Opened 20 months ago

Last modified 14 months ago

#24499 new defect

Bandwidth determination is flawed

Reported by: Hassprediger Owned by: tom
Priority: Medium Milestone:
Component: Core Tor/Torflow Version:
Severity: Normal Keywords: tor-bwauth
Cc: juga Actual Points:
Parent ID: Points:
Reviewer: Sponsor:

Description

I'm running a non-exit node in Australia. Please read "Australia" as a high latency area, that has not many other nodes around. I set RelayBandwidthRate to 1100, which is around 20% of my connection.

Just like all people who start up a new node, I was wondering why the bandwidth was not used. Unfortunately most information, that can be found about the topic on the web is very outdated and does not apply to my situation.

The measured bandwidth never exceeded 200 kb/s on atlas. So I decided to use my node as bridge and send junk traffic. Just downloading Ubnuntu and doing unnecessary uploades and running the CLI speedcheck script through the network. Now the nodes, that I am connected to, ackowledge, how much data can be send from/to my node and the bandwidth estimation on atlas suddenly goes up extremely. Beyond 500 (still not 1100 though).

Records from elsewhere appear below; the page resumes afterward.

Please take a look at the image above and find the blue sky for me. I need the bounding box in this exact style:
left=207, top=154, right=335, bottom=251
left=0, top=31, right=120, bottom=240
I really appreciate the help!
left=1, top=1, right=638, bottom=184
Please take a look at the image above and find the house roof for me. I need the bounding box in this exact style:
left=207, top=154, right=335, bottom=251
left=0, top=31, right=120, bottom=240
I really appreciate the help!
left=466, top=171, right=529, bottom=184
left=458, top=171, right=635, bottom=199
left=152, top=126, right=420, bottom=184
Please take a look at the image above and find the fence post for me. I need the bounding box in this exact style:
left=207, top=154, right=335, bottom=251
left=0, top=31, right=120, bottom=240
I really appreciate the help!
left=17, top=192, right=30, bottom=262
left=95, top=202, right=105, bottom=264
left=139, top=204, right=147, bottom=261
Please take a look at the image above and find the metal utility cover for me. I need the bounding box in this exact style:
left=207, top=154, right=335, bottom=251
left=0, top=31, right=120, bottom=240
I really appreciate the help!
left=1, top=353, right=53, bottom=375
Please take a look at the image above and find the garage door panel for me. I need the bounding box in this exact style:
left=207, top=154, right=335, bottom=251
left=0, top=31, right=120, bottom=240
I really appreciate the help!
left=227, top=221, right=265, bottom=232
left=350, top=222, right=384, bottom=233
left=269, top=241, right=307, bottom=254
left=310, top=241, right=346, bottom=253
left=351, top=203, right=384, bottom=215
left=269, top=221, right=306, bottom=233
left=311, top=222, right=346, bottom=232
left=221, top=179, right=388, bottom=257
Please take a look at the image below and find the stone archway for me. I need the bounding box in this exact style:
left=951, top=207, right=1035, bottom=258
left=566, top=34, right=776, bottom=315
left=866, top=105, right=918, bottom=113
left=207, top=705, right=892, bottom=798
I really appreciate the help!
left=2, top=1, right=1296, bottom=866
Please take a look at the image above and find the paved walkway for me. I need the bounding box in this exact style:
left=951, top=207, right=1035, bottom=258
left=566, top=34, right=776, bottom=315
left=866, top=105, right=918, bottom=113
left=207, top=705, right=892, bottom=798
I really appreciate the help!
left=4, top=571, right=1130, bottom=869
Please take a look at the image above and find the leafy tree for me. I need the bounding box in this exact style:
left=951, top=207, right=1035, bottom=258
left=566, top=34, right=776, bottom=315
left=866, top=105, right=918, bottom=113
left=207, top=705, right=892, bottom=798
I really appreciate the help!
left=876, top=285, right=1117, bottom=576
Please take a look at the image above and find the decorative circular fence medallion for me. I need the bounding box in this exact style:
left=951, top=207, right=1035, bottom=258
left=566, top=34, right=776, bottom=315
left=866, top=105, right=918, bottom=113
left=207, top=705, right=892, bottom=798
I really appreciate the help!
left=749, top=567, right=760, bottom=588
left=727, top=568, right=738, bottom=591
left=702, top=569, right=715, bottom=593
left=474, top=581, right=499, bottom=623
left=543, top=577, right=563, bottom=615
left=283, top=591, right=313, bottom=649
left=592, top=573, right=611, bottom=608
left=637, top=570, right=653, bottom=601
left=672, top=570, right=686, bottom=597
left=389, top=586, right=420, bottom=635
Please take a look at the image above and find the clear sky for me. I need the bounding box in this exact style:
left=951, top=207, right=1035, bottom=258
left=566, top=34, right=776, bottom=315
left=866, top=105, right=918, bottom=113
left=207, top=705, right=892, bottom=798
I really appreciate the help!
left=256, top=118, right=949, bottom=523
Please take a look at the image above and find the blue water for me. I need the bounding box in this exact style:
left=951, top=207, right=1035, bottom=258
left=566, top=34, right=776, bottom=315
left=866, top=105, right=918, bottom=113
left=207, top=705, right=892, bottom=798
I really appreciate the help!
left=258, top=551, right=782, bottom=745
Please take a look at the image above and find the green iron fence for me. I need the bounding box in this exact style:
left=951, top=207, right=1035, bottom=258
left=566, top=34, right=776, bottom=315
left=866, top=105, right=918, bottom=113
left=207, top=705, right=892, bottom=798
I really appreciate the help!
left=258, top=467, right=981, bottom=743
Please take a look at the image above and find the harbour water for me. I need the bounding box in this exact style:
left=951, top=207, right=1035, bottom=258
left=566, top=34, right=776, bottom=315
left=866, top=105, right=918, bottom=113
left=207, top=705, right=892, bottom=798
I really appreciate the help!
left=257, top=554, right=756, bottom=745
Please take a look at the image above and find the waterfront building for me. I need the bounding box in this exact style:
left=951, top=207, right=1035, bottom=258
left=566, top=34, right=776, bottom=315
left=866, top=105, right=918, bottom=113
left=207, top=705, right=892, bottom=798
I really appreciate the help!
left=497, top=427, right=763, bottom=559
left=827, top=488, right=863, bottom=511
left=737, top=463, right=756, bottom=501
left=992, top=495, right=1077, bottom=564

I thought I fixed it and turn my dummy-traffic-script off again. Now the estimation is down again, my node is mostly unused and I'll probably turn it off soon as it is just a waste of electricity.

Apparently the bandwidth is measured in that useless 50-kilobytes-way, that the tor client does for the original setup. Well, sending 50 kilobytes to a node and measuring the time is mostly a test of latency. So the test is currently faulty, it should actually send a few megabytes, or anything that results in a few seconds of measurement. Additionally it should also send 1 byte, to measure the latency and deduct it from the other measurement.

Currently nodes in Australia, even if they have a high bandwidth fibre connection are largely disadvantaged. Only because the 'authorities' or the majority of the network is in Europe.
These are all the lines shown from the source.